La mayoría de estas medidas se llevan a cabo con discreción, y quizá eso es lo que hace que la actual revuelta llame tanto la atención. Cuando el Gobierno se enfrenta a lo que considera comportamientos separatistas, no se anda con sutilezas. Aunque su población es relativamente pequeña, Xinjiang y Tíbet juntos suponen más de un tercio de la superficie del país, y Pekín nunca tolerará perder el control sobre ese territorio. Está claro que los manifestantes de Urumqi y quienes les apoyan no tienen capacidad para desatar un levantamiento generalizado en China. Al final la protesta será sofocada, y sus líderes tratados con brutalidad. Pero si algo nos enseña la historia del Partido Comunista Chino es que, cuando la legitimidad moral y política del régimen se ve amenazada, la cúpula dirigente casi siempre opta por la dureza y la intransigencia.

El presidente Hu Jintao, que ya en un momento temprano de su carrera ganó puntos dentro del partido precisamente por liderar una campaña de represión contra disidentes políticos tibetanos en 1989, comprende mejor que nadie el peligro que corren los regímenes autoritarios si se muestran débiles. Piensa que claudicar sólo servirá para reforzar a los “enemigos del Estado”. El Grupo Avanzado sobre Asuntos Exteriores del Partido Comunista, presidido por Hu, en numerosas ocasiones se ha referido con desconfianza a los “virus” democráticos ocultos tras las “revoluciones de colores” de Ucrania y Georgia, y quizá incluso la de Irán -las mismas que podrían desatarse en zonas como Xinjiang y Tíbet. Por eso las autoridades chinas desconfían enormemente de cualquier grupo cuyas lealtades puedan ir más allá del régimen, o que al menos no sea fácilmente controlable por el Estado, como el Falun Gong, los católicos o los sindicatos independientes.

Es importante recordar que, dentro del país, la dureza del Ejecutivo no es en absoluto impopular. La mayoría de los chinos no apoyan los planes separatistas de Tíbet, Xinjiang o Taiwan. Prefieren ver cómo una China fuerte y unificada recupera su gloria histórica. Así que a nadie debería sorprender que los medios de comunicación estatales hayan sido los primeros en informar de los disturbios en Urumqi.

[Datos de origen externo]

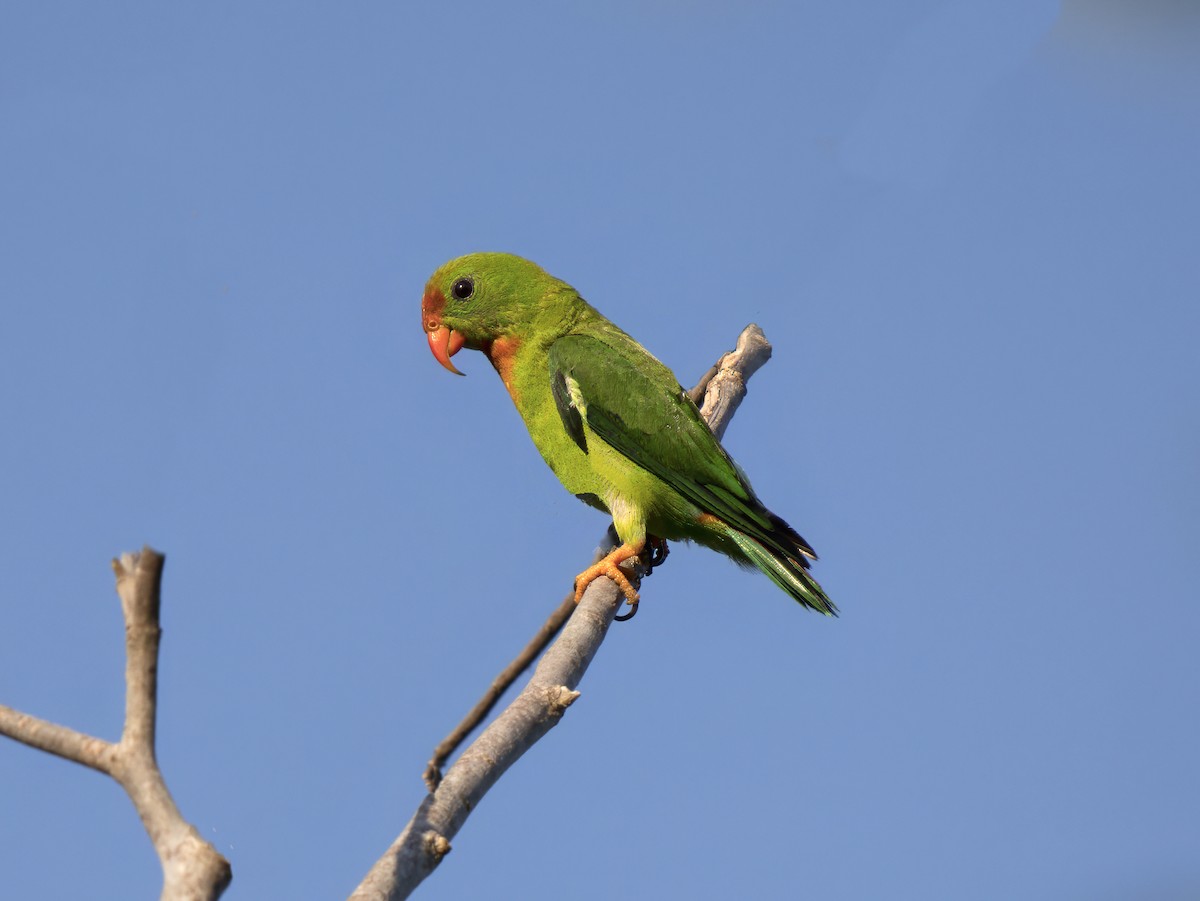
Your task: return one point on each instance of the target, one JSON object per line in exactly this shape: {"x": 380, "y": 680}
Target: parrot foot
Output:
{"x": 610, "y": 566}
{"x": 658, "y": 553}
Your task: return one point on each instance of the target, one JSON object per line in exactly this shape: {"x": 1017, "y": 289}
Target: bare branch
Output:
{"x": 496, "y": 690}
{"x": 551, "y": 690}
{"x": 192, "y": 869}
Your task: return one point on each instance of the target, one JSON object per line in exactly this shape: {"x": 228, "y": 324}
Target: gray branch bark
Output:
{"x": 192, "y": 870}
{"x": 426, "y": 839}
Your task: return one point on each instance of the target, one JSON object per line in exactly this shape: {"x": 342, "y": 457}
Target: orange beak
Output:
{"x": 445, "y": 343}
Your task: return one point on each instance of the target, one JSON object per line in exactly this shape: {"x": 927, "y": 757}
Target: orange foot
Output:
{"x": 610, "y": 566}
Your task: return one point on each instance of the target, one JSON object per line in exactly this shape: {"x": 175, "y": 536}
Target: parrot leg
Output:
{"x": 610, "y": 566}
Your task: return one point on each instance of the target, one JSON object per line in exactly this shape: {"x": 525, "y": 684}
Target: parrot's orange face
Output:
{"x": 444, "y": 341}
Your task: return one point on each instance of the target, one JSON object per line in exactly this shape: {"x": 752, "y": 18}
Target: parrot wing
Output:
{"x": 634, "y": 403}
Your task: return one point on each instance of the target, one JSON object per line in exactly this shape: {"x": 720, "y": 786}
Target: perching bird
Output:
{"x": 612, "y": 421}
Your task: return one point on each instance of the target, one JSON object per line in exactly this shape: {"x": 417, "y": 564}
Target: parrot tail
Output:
{"x": 789, "y": 572}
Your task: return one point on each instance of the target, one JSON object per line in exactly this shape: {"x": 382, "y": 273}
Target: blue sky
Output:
{"x": 971, "y": 234}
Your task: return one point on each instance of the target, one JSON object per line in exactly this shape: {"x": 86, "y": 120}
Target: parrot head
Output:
{"x": 474, "y": 300}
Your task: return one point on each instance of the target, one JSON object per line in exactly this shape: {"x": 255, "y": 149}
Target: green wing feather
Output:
{"x": 635, "y": 404}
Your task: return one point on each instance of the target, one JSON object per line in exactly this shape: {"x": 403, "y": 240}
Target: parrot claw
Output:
{"x": 610, "y": 566}
{"x": 658, "y": 553}
{"x": 627, "y": 617}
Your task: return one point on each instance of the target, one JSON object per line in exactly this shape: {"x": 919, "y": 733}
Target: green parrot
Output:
{"x": 612, "y": 421}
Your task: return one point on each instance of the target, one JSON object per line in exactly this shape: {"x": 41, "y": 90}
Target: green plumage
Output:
{"x": 610, "y": 419}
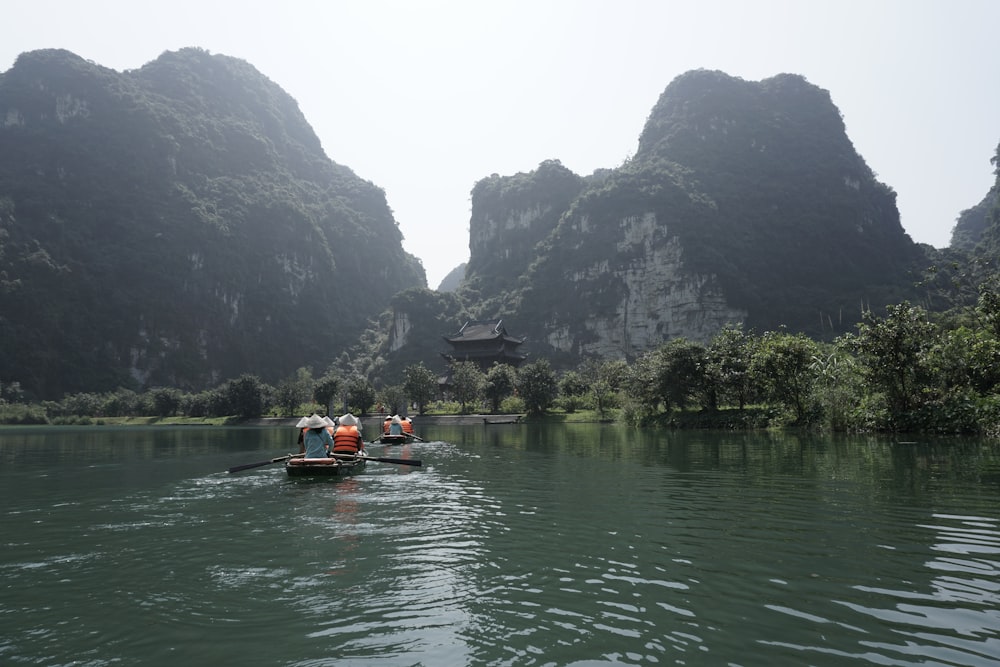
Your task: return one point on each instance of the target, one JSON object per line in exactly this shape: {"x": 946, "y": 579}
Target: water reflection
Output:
{"x": 526, "y": 545}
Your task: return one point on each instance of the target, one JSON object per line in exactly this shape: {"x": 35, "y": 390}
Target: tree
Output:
{"x": 672, "y": 374}
{"x": 467, "y": 383}
{"x": 499, "y": 385}
{"x": 360, "y": 394}
{"x": 891, "y": 351}
{"x": 393, "y": 398}
{"x": 604, "y": 379}
{"x": 572, "y": 390}
{"x": 729, "y": 357}
{"x": 420, "y": 385}
{"x": 784, "y": 364}
{"x": 325, "y": 390}
{"x": 165, "y": 401}
{"x": 245, "y": 396}
{"x": 293, "y": 391}
{"x": 536, "y": 385}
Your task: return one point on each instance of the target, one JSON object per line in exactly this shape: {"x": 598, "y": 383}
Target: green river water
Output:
{"x": 578, "y": 544}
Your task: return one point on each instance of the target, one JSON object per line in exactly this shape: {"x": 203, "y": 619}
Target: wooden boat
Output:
{"x": 516, "y": 420}
{"x": 336, "y": 467}
{"x": 400, "y": 439}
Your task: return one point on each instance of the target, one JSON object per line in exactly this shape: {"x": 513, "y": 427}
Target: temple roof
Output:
{"x": 483, "y": 331}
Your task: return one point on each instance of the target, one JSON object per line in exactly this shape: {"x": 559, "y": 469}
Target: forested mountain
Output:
{"x": 177, "y": 225}
{"x": 978, "y": 228}
{"x": 745, "y": 203}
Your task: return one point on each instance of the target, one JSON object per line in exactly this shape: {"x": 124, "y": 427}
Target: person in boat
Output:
{"x": 347, "y": 438}
{"x": 396, "y": 425}
{"x": 317, "y": 439}
{"x": 301, "y": 428}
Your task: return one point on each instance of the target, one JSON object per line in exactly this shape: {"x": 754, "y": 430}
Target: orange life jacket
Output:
{"x": 346, "y": 439}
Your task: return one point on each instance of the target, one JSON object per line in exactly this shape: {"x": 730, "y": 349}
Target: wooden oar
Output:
{"x": 247, "y": 466}
{"x": 380, "y": 459}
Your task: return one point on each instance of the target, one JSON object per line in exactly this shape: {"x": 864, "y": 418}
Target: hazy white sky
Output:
{"x": 425, "y": 97}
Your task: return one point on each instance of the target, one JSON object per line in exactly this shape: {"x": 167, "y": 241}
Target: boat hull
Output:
{"x": 387, "y": 439}
{"x": 323, "y": 467}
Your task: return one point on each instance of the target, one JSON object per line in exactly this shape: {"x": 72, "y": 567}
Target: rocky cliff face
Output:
{"x": 745, "y": 204}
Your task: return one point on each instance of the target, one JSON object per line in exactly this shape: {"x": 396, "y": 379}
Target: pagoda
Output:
{"x": 484, "y": 343}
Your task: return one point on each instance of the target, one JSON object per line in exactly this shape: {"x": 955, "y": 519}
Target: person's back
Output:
{"x": 347, "y": 437}
{"x": 396, "y": 427}
{"x": 317, "y": 440}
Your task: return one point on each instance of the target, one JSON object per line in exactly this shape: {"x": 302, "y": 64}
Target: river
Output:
{"x": 577, "y": 544}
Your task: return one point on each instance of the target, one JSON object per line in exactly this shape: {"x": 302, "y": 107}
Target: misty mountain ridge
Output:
{"x": 179, "y": 225}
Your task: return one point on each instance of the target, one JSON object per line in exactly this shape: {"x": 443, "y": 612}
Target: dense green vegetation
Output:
{"x": 177, "y": 224}
{"x": 174, "y": 243}
{"x": 904, "y": 371}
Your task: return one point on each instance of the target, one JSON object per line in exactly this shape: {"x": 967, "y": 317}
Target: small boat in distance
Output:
{"x": 505, "y": 420}
{"x": 396, "y": 439}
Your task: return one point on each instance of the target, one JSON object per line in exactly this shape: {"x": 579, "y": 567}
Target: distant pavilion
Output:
{"x": 484, "y": 343}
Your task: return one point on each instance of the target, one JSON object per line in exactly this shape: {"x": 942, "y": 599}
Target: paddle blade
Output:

Los dirigentes chinos aprendieron mucho sobre control es sus detallados estudios sobre el colapso de la Unión Soviética. Llegaron a una clara conclusión: fueron los malogrados intentos de Mijaíl Gorbachov por ser razonable los que provocaron la caída del imperio. La actual generación de gobernantes del gigante asiático esta decidida a no cometer ese error. Y eso significa no ceder en Xinjiang.